This page provides an introduction to the "Accelerated Image Classification via Binary Neural Network" (short AIC) design example.
This design example demonstrates how moving software implemented neural networks can be dramatically accelerated via Programmable Logic. In this design a Binary Neural Network (BNN) is implemented. Depending on silicon platform an acceleration of 6,000 to 8,000 times is demonstrated. Via the graphical user interface the user can see metrics, images and classification results.

The work is based on top of the work of the Xilinx Research Lab. More information can be found here:
Inference of quantized neural networks on heterogeneous all-programmable devices (DATE 2018)
FINN: A Framework for Fast, Scalable Binarized Neural Network Inference (FPGA 2017)
Scaling Binarized Neural Networks on Reconfigurable Logic (PARMA-DITAM 2017)
Scaling Neural Network Performance through Customized Hardware Architectures on Reconfigurable Logic (ICCD 2017)

You can also checkout following repositories:

The AIC Demo is available for following Platforms:
Rev D2
Rev D

Document History

Description of Revisions
Andreas Schuler
Initial Document
Andreas Schuler
first release
Andreas Schuler
Add reference to Xilinx Research Lab
Please note:
A section about training the BNN is in progress and will be added soon.


Implementation Details
Design Type
SW Type
PetaLinux/Ubuntu, QT5.4.2, OpenCV-3.3.0
Quad A53
PS Features
DDR, GPU, Mali400
PL Cores
ZCU102 or Ultra96, USB Hub, Mouse, Logitech HD Pro Webcam C920,
UHD or HD DisplayPort Monitor
Xilinx Tools Version
Vivado 2017.3
Other Details
Vivado Base

Files Provided
Image of AIC Demo for ZCU102 and Ultra96
Zip file (Vivado/HLS/Petalinux project)
Printable Roadsigns

1. Description/Summary

This example demonstrates how this image classification design developed by Xilinx can rapidly classify German road signs with a ZCU102 or Ultra96board.
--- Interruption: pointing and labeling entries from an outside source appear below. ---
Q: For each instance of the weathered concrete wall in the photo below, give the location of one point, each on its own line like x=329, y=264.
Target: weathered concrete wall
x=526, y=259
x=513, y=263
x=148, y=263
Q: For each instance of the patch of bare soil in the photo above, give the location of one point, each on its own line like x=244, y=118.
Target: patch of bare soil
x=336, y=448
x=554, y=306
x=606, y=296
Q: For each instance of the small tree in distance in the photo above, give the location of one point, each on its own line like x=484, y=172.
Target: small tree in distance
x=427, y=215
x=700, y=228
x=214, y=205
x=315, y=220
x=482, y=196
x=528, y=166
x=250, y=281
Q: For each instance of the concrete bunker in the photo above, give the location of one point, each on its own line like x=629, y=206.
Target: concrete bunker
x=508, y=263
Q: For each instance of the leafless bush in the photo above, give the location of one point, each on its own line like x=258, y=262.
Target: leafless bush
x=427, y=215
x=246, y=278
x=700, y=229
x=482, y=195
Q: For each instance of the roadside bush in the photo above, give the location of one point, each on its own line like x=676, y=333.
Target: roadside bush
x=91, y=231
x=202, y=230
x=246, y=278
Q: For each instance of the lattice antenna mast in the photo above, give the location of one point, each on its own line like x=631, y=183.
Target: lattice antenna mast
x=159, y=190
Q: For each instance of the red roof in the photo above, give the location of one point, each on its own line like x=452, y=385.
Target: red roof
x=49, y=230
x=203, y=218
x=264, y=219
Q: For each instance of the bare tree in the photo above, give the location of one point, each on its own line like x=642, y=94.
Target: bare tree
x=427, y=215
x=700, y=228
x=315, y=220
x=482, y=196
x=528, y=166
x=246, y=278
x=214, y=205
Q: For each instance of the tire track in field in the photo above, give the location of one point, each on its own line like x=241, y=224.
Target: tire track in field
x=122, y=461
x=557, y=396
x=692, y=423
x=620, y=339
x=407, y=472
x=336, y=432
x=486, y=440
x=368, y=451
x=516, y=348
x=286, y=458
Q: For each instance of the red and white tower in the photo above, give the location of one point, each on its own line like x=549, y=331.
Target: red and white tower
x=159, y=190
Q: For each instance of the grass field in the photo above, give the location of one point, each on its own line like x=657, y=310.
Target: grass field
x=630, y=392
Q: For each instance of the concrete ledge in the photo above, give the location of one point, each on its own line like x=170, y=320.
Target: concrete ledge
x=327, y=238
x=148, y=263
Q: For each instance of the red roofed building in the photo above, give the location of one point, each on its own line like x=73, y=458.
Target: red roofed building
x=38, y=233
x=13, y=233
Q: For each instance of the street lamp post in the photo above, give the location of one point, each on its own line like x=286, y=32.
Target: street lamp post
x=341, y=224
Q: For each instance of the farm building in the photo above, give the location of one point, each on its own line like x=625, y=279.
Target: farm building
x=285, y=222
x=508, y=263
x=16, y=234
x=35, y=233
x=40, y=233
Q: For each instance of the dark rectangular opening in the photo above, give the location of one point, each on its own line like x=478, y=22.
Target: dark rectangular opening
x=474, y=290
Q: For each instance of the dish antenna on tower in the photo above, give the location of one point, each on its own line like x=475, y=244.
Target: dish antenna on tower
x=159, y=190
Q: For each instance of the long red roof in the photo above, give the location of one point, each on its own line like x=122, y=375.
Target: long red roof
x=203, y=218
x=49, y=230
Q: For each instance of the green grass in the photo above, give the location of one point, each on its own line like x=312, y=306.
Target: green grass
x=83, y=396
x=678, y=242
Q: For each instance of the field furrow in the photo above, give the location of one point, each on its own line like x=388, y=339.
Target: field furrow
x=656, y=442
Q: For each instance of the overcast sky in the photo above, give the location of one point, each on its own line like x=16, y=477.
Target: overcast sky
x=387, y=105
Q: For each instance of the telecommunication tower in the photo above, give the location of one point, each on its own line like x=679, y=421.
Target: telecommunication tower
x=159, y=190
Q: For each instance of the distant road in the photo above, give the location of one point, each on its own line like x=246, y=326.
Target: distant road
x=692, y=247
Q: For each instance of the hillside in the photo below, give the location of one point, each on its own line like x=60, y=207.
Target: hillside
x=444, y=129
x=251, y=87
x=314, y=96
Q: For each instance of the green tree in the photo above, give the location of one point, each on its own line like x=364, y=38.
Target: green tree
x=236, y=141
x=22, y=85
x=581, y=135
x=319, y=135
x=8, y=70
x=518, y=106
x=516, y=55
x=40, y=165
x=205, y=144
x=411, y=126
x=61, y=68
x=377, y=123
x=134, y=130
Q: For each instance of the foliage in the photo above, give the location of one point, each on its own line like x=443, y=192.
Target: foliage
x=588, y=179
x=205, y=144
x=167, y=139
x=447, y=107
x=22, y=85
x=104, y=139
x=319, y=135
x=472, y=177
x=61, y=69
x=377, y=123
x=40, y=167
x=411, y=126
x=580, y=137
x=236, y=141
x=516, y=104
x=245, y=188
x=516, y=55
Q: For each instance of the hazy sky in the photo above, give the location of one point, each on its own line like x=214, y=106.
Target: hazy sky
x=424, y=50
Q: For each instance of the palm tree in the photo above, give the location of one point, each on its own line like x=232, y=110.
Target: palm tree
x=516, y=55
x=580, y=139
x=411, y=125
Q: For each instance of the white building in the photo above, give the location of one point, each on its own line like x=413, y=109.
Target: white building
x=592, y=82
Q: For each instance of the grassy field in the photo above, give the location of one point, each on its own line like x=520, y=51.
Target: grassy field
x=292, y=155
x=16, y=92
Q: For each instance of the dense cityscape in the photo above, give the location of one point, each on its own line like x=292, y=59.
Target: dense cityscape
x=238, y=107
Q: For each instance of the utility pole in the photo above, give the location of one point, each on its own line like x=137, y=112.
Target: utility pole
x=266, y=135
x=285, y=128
This is done using a Binary Neural Network (BNN) implemented in FPGA logic. The image source for the design is either a database with road sign images or a USB-webcam. The output of the BNN is shown on a Monitor. The application can be controlled with a GUI that allows is changing the image sources, and to start and stop the classification process. The GUI is implemented using the Ubuntu Desktop is running on top of a Petalinux on the Processing system. Below you can see the structure of the GUI. On the left side you see the current classified image and the performance of the BNN. To the right of the large status window are the last three classified images with top-5 results are shown. An explanation on how to control the application can be found in section Run the design.

Fig. 1.1 GUI Overview

The Accelerated Image Classification via Binary Neural Network design example classifies a road sign found in a scene.
The 1080p scene is resized to 4 layers, each layer is tiled by a 32x32 pixel kernel, this results in 202 tiles.
- 1st layer: 54x32 pixel, 6 tiles
- 2nd layer: 78x44 pixel, 36 tiles
- 3rd layer: 110x64 pixel, 160 tiles

The horizontal and vertical strides are 4 pixel ~13%.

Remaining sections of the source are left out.